Here are the words I read on a hand-lettered poster, drawn on white cardboard moist with raindrops: “My tears flow for the Tree of Life Congregation. My heart aches for the city I love. I mourn for my city whose haven of love and possibility is being extinguished by the hate of a few.”

Nestled among the flowers are different versions of this same message: “Hate has no home here.” “This heinous act does not represent us.” A pumpkin has been decorated with the word “love” written around the orange skin. A flag of Israel has been draped with a rosary and the words: “We Christians love the Jews.”

This city and its neighborhoods display a solidarity that comes from another time. Squirrel Hill has been described as an American shtetl, but there is a similar sense of pride, at once inward-looking but outwardly confident, in the African-American Hill District, or the partly Italian-American neighborhood of Mt. Washington, where I lived, or the neighborhoods where Catholic parishes were understood to be Polish, or German, or Croatian, or Irish -- but always part of the Pittsburgh family.

David Shribman, the brilliant editor of the Pittsburgh Post-Gazette, whose writings helped make this America’s city the past few days, told me once that when he took the job running the paper, rather than haggling over salary he asked for tickets to the Pirates, Steelers and the symphony. It’s that kind of town. As of Monday morning, the sympathy notes sent to the Post-Gazette by readers and published online stretched to 57 screens.

One of the ways to understand the sense of community that animated the Tree of Life is to read the synagogue’s website, which hadn’t been updated Sunday night. It was like a time capsule from the world just before Robert Bowers, the accused murderer who proclaimed that he wanted “to kill Jews,” opened fire with his AR-15. The temple described itself online this way: “Where a 3,000-year-old tradition meets a 5-year-old’s curiosity.”

A “Family Program” had been scheduled for Sunday in nearby Frick Park. Members of the congregation were asked to contribute $18 each to sponsor participants in a 5.8-kilometer run-walk. The money would be shared between the Humane Animal Rescue Shelter and Clinic and Jewish Family and Community Services.
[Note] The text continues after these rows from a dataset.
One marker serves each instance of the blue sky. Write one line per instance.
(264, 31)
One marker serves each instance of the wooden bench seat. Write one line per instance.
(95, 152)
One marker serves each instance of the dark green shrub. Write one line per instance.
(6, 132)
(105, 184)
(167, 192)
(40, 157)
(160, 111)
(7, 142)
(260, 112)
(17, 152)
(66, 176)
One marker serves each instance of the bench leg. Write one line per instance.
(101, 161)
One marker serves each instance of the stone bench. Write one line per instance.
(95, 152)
On the Tree of Life website, a message from Rabbi Jeffrey Myers had been posted on July 19, and it was still there Sunday night. The title was “We deserve better.”
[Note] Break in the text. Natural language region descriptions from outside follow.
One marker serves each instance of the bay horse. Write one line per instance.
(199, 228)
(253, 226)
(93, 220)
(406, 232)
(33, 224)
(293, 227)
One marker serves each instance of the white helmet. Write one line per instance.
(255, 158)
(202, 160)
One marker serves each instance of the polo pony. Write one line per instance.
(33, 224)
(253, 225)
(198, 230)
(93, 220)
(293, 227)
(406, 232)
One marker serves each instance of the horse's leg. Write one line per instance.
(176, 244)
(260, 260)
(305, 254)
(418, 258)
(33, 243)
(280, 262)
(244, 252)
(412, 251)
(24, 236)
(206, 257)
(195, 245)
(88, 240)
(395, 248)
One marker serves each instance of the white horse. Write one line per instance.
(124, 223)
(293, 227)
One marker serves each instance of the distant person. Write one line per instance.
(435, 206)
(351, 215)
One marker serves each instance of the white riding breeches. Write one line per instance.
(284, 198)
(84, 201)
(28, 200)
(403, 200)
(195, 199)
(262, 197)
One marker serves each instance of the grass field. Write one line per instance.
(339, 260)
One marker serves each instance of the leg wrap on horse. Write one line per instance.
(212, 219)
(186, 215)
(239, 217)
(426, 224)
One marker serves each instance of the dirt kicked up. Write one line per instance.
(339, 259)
Here’s what Myers wrote four months ago, when Bowers’ anti-Semitism was building toward its gruesome climax. It reads almost like a premonition about our national inability to stop the next horror before it happens.

“Current news recycles at a dizzying pace, with the important topic of yesterday buried beneath the freshest catch of the day,” wrote Myers. “The television talking heads pick over each and every juicy bit like vultures over carrion.”

And yet, the rabbi noted, after Parkland and so many other mass shootings, America’s political leaders seem unable to stop the violence: “Despite continuous calls for sensible gun control and mental health care, our elected leaders in Washington knew that it would fade away. ... Unless there is a dramatic turnaround in the midterm elections, I fear that the status quo will remain unchanged.”

Rabbi Myers wrote that in July. At a memorial here Sunday night, Myers, who had lost 11 worshipers a day before, put it simply: “My words are not intended as political fodder. I address all equally. Stop the words of hate.”

It sounds impossible, but let’s say it: Never again.